Everything he had said to her that night was a gift. It had liberated her. She felt young and free as she got in the car with him. They had a good time at dinner. The waiter didn’t bat an eye when he saw her. There were glances from a few people and then they lost interest and stopped staring, except for one man who continued to stare at her as they left the restaurant after an excellent meal. Doug stopped at his table, glared down at him, and tapped him on the shoulder. “They’re dueling scars. Watch out for her. Don’t piss her off. She’s dangerous,” he said, and then they left. The man seemed mortified. “I think I’m going to become your bodyguard to make sure people behave,” he said to her when they were outside the restaurant. She was smiling broadly.
He dropped her off at home, and went on to the apartment where he was staying with a friend in the sixth arrondissement. “I’ll call you tomorrow,” he promised, and she knew he would. Doug had never disappointed her before, and he hadn’t this time either. She walked into her building, and felt like a normal person, not a woman with a ruined face. He had reassured her, and she felt like herself again. She didn’t look in the mirror when she brushed her teeth before she went to bed. She didn’t want to spoil it. She slept well that night, and she woke up in the morning feeling good about life again. She didn’t put her mask on when her mother’s cleaning woman came. The woman didn’t say a word or stare at Véronique’s face. Doug had turned things around for her the night before and set her off down the right path. All she had to do now was hang on to what he had said and keep going.
* * *
—
She had a letter from her father in the mail that day. He thanked her for her letter, and said he would like to see her, if she came to New York. He said he hadn’t been well recently, and was devastated to hear about her mother. It was a terrible end for a wonderful woman. He thanked Véronique several times for writing to him, and said he hoped to see her soon. His health was failing, and he said he would like to see her at least once before he died. They couldn’t make up for lost time, but at least they could get to know each other, as much as time would allow. He said that her mother’s untimely death was a reminder that one could never be sure of the future. He signed the letter “With love, Your Father.”
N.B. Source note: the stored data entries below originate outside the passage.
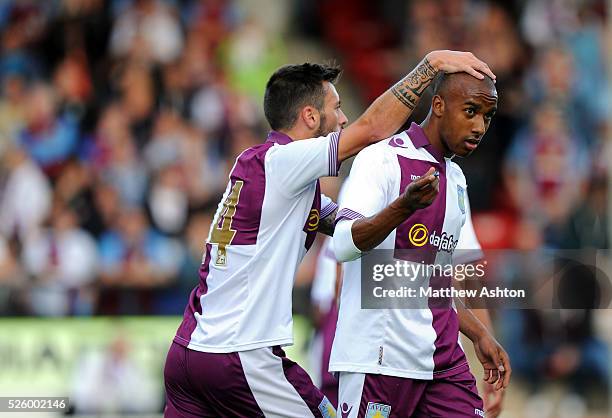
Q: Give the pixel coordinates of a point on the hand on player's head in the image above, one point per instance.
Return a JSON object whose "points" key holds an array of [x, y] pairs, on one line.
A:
{"points": [[457, 61], [421, 192]]}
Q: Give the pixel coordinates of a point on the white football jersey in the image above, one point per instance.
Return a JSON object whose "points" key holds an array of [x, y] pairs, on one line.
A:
{"points": [[266, 221], [410, 343]]}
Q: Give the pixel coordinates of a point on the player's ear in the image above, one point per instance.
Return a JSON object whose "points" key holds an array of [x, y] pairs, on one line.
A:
{"points": [[437, 105], [310, 116]]}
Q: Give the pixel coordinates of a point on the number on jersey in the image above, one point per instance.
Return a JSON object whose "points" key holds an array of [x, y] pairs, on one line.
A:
{"points": [[222, 232]]}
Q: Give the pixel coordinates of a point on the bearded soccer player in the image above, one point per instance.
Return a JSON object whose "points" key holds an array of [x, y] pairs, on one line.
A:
{"points": [[226, 358], [409, 362]]}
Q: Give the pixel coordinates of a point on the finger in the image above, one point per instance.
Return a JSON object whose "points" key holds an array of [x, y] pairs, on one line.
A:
{"points": [[483, 67], [473, 72], [507, 368]]}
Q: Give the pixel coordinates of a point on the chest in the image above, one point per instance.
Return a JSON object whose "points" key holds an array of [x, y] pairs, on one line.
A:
{"points": [[435, 228]]}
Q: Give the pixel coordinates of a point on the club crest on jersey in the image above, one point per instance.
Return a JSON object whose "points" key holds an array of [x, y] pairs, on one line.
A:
{"points": [[327, 409], [313, 220], [378, 410], [461, 198]]}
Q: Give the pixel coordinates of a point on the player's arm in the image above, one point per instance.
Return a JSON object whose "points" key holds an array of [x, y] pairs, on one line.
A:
{"points": [[365, 233], [327, 225], [490, 353], [391, 110], [329, 210]]}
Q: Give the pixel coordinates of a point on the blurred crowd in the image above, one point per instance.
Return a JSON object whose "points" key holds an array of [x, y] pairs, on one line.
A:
{"points": [[120, 119]]}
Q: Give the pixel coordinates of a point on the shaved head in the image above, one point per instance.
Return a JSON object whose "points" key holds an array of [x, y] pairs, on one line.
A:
{"points": [[461, 111], [445, 84]]}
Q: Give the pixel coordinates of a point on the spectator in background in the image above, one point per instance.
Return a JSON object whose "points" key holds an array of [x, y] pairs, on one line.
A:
{"points": [[149, 31], [25, 198], [62, 261], [12, 108], [127, 389], [546, 171], [49, 138], [135, 257]]}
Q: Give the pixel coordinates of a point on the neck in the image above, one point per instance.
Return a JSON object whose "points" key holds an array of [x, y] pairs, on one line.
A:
{"points": [[296, 133], [432, 131]]}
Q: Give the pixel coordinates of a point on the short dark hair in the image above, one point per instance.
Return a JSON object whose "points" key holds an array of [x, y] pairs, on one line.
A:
{"points": [[294, 86], [442, 81]]}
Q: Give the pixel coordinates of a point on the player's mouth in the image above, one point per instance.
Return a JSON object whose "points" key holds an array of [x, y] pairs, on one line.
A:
{"points": [[471, 143]]}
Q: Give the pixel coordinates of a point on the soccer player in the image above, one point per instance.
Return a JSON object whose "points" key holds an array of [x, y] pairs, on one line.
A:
{"points": [[323, 296], [406, 193], [226, 358]]}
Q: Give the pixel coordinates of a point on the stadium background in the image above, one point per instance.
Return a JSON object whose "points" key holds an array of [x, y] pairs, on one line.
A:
{"points": [[119, 121]]}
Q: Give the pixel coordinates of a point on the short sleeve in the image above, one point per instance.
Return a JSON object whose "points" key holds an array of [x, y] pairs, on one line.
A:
{"points": [[365, 193], [468, 248], [297, 164], [327, 206]]}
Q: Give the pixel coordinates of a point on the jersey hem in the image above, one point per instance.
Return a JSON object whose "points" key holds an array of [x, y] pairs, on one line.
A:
{"points": [[389, 371], [233, 348]]}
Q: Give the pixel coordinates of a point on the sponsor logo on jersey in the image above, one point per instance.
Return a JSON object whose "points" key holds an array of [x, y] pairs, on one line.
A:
{"points": [[378, 410], [443, 242], [461, 198], [345, 410], [327, 409], [418, 235]]}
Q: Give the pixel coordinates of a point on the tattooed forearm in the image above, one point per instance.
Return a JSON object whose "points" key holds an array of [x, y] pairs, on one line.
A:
{"points": [[328, 224], [409, 89]]}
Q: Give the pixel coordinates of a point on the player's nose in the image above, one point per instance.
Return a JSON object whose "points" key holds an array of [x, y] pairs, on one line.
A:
{"points": [[478, 128], [342, 120]]}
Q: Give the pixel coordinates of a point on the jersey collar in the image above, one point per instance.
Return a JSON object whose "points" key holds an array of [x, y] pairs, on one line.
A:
{"points": [[279, 138], [419, 140]]}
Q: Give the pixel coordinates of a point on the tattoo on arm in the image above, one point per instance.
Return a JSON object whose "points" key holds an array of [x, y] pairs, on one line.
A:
{"points": [[328, 224], [409, 89]]}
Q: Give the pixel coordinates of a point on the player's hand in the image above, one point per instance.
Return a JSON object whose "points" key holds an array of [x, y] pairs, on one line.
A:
{"points": [[421, 192], [495, 362], [457, 62], [493, 400]]}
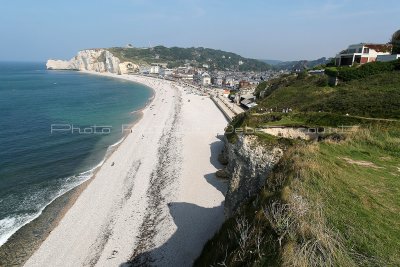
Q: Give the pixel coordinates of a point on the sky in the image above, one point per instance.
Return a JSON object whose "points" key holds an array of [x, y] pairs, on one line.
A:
{"points": [[263, 29]]}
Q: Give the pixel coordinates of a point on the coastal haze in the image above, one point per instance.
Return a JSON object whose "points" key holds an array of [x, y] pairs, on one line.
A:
{"points": [[199, 133]]}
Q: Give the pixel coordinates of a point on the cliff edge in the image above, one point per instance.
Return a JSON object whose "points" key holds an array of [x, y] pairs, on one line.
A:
{"points": [[98, 60]]}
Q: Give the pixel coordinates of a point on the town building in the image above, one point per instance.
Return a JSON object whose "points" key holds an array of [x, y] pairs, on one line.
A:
{"points": [[362, 53], [205, 79]]}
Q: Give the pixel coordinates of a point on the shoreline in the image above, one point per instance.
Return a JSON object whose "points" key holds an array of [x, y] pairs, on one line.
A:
{"points": [[69, 197], [53, 240]]}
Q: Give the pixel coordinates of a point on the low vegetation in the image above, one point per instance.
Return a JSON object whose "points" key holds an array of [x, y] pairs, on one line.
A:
{"points": [[376, 96], [176, 56], [331, 202]]}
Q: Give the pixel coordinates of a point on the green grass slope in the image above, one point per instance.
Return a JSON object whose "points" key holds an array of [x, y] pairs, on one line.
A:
{"points": [[376, 96], [331, 202], [176, 56]]}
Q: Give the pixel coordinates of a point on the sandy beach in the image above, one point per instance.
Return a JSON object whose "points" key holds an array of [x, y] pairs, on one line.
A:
{"points": [[156, 200]]}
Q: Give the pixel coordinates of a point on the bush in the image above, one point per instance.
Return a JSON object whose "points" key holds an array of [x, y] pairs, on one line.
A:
{"points": [[302, 75], [332, 71], [354, 73]]}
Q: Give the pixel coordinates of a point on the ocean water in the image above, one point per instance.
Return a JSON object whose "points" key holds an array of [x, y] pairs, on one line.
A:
{"points": [[55, 128]]}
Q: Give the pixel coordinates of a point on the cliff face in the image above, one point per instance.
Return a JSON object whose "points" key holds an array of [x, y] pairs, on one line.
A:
{"points": [[249, 164], [98, 60]]}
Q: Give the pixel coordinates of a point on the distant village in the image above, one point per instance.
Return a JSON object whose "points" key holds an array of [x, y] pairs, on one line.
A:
{"points": [[236, 88]]}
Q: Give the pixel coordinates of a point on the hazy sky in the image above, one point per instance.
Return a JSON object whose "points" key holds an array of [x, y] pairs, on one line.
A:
{"points": [[34, 30]]}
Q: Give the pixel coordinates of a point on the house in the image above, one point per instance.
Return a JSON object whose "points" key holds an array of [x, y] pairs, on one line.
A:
{"points": [[166, 72], [386, 58], [155, 69], [244, 84], [362, 53], [205, 79], [245, 100], [217, 81]]}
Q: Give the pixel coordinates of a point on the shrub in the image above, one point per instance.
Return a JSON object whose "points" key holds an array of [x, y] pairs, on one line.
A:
{"points": [[332, 71], [354, 73]]}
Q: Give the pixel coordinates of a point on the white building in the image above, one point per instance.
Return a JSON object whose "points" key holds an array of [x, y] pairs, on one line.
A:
{"points": [[166, 72], [205, 79], [362, 53], [386, 58], [155, 70]]}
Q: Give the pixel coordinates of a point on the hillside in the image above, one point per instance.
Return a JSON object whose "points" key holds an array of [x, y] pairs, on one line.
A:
{"points": [[176, 56], [334, 201], [298, 64]]}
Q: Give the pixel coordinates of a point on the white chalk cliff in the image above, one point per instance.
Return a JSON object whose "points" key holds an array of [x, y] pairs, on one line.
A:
{"points": [[98, 60]]}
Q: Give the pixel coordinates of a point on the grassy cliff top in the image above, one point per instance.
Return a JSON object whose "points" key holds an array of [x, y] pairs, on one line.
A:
{"points": [[196, 56], [331, 202]]}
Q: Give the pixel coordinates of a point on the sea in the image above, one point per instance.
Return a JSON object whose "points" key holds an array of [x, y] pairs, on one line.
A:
{"points": [[56, 128]]}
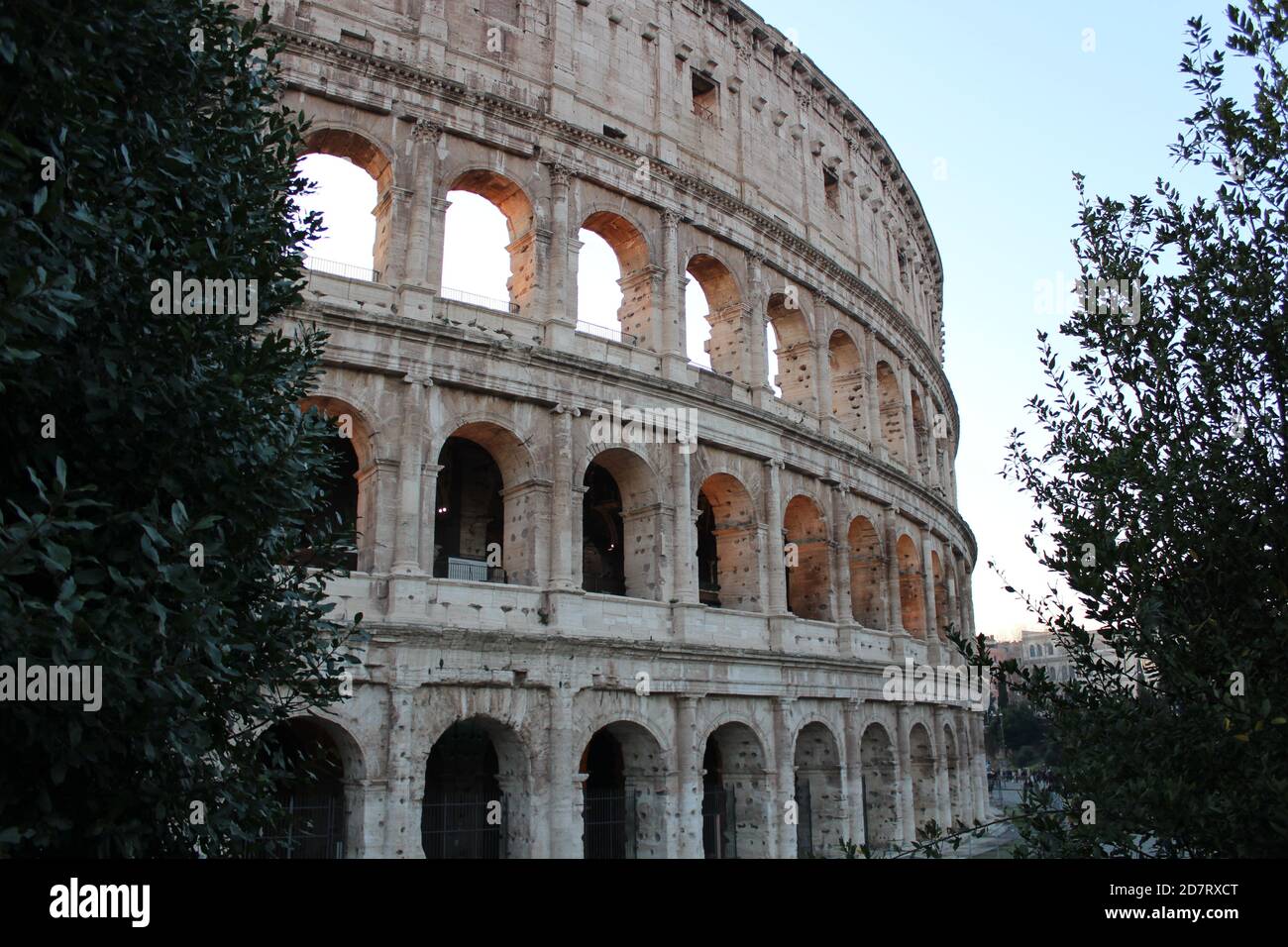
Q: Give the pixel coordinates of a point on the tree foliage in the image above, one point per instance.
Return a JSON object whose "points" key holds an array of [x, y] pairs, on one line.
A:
{"points": [[1163, 492], [137, 140]]}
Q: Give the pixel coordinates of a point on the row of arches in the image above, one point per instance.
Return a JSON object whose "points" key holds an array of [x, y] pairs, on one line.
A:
{"points": [[485, 527], [480, 795], [612, 279]]}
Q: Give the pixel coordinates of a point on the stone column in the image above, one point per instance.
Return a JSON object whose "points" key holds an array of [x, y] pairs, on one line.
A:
{"points": [[903, 761], [561, 316], [566, 836], [400, 838], [894, 621], [854, 768], [686, 540], [774, 566], [562, 521], [670, 335], [874, 395], [786, 768], [688, 779], [844, 609], [424, 142]]}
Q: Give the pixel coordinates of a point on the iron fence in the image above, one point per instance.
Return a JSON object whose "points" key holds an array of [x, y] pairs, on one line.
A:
{"points": [[464, 825]]}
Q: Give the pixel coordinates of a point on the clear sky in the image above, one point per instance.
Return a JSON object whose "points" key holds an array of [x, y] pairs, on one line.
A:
{"points": [[990, 107]]}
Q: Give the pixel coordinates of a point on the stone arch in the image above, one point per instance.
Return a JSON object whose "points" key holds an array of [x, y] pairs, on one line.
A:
{"points": [[921, 759], [818, 792], [485, 497], [890, 401], [622, 526], [912, 599], [361, 149], [867, 574], [809, 581], [623, 793], [849, 395], [638, 275], [356, 496], [735, 792], [473, 763], [880, 789], [726, 313], [728, 544], [519, 211], [794, 350]]}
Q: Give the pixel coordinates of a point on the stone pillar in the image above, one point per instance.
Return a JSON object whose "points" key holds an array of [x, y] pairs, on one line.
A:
{"points": [[424, 142], [903, 761], [854, 770], [844, 609], [776, 577], [686, 540], [786, 770], [400, 836], [561, 316], [670, 335], [894, 620], [565, 834], [562, 521], [874, 397], [688, 761]]}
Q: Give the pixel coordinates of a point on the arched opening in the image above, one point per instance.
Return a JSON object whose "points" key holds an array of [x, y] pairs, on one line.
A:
{"points": [[735, 795], [469, 514], [619, 527], [880, 783], [488, 244], [922, 762], [809, 575], [794, 352], [475, 792], [728, 562], [819, 808], [481, 514], [912, 600], [614, 281], [352, 191], [312, 793], [623, 793], [943, 617], [921, 437], [892, 411], [867, 574], [347, 501], [849, 407], [715, 317], [954, 785]]}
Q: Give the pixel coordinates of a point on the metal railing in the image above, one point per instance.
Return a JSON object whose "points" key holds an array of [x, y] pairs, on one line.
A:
{"points": [[346, 269], [604, 331], [608, 823], [476, 299], [456, 825]]}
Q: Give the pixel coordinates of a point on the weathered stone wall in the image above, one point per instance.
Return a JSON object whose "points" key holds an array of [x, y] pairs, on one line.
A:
{"points": [[568, 114]]}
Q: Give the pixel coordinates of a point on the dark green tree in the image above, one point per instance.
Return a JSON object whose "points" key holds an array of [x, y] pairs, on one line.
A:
{"points": [[141, 138], [1163, 493]]}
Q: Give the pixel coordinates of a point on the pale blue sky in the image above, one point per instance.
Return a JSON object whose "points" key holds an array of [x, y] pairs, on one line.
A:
{"points": [[990, 108]]}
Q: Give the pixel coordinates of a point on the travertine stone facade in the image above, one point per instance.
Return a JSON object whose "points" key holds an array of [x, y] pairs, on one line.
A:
{"points": [[697, 141]]}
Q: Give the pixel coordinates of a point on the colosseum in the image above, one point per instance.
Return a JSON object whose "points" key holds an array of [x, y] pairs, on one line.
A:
{"points": [[619, 603]]}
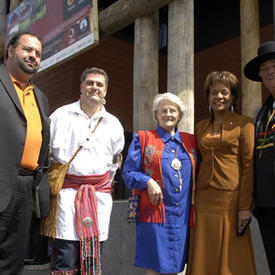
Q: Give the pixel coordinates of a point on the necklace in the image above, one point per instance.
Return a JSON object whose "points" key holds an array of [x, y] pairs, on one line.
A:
{"points": [[215, 132], [176, 163]]}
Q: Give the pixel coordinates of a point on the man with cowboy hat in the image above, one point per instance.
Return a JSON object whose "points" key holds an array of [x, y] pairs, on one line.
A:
{"points": [[262, 68]]}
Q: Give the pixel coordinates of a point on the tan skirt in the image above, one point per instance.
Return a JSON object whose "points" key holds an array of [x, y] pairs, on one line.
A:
{"points": [[215, 248]]}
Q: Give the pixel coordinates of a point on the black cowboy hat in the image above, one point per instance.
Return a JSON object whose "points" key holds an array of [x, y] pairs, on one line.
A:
{"points": [[266, 51]]}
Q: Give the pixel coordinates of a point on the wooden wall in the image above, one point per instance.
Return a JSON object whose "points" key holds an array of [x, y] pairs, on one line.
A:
{"points": [[61, 84]]}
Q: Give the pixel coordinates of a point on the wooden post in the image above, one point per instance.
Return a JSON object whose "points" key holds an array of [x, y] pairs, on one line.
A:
{"points": [[145, 70], [14, 4], [250, 37], [2, 27], [180, 78], [273, 7]]}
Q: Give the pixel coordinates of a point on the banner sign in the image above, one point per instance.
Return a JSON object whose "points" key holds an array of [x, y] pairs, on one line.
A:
{"points": [[66, 26]]}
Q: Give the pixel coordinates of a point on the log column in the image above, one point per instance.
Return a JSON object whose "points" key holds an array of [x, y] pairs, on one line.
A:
{"points": [[145, 70], [2, 27], [180, 78], [250, 37], [14, 4]]}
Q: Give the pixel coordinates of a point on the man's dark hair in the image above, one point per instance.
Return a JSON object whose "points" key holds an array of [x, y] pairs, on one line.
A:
{"points": [[14, 40], [94, 70]]}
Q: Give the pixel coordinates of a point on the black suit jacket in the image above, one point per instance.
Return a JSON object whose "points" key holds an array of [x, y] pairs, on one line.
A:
{"points": [[13, 126]]}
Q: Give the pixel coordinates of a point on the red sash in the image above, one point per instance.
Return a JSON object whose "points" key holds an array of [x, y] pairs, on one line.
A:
{"points": [[152, 148], [86, 220]]}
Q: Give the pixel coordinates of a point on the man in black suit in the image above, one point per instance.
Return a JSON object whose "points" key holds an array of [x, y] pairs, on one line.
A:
{"points": [[262, 69], [24, 139]]}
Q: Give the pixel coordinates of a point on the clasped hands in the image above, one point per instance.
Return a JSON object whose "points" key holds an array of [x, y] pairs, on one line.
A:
{"points": [[154, 192], [243, 221]]}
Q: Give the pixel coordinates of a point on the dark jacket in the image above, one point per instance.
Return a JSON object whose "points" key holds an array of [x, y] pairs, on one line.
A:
{"points": [[13, 127], [264, 161]]}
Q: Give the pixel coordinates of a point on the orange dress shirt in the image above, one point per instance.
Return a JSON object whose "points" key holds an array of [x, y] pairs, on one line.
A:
{"points": [[33, 140], [227, 158]]}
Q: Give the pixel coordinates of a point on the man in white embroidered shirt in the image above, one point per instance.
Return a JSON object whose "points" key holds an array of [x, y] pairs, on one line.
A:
{"points": [[85, 202]]}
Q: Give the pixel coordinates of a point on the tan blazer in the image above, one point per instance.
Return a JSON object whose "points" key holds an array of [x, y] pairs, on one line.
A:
{"points": [[227, 159]]}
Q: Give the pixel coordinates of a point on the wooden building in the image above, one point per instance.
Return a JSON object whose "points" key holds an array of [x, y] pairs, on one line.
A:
{"points": [[155, 46]]}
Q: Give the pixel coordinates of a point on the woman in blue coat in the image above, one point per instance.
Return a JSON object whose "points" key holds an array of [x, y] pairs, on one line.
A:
{"points": [[160, 167]]}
It made Véronique cry when she read it. She wondered all day if she should go to New York especially to see him. He was right. The future was uncertain, and she didn’t want to miss the chance.
She was still thinking about it when Doug called her, and invited her to dinner again that night. There was a place in Saint-Germain-des-Prés on the Left Bank that they had both always liked. She accepted with pleasure, and she told him about Bill Hayes over dinner.
“Bill Hayes, the senator, is your father? You never told me that,” he said, surprised.
“I didn’t know. My mother always told me he died when I was six months old. All I knew was that he was American, a lawyer, and she said his name was Bill Smith. She left me a letter for after she died, and it turns out that he was married. They fell madly in love, had me, and she left him so she didn’t ruin his political career. He must have been pretty egotistical to let her do that, but he’s my father and I’d like to meet him. I think she was in love with him for the rest of her life.”
“He’s supposed to be a pretty remarkable guy. I’d go meet him if I were you. He must be pretty old,” Doug advised her.
“He’s eighty-three.”
“Go see him,” he said immediately. They had another good meal and a fun evening. Fashion Week was approaching and they both knew he would be busy once it started. She wanted to be cautious. She didn’t want to risk running into fashion editors or models or photographers she knew, or her agent. She was planning to lie low for the week, which Doug understood. People in fashion were such gossips. But she had been out twice with him now without the surgical mask and seemed perfectly at ease without it. He was pleased to see it. He meant what he had said to her.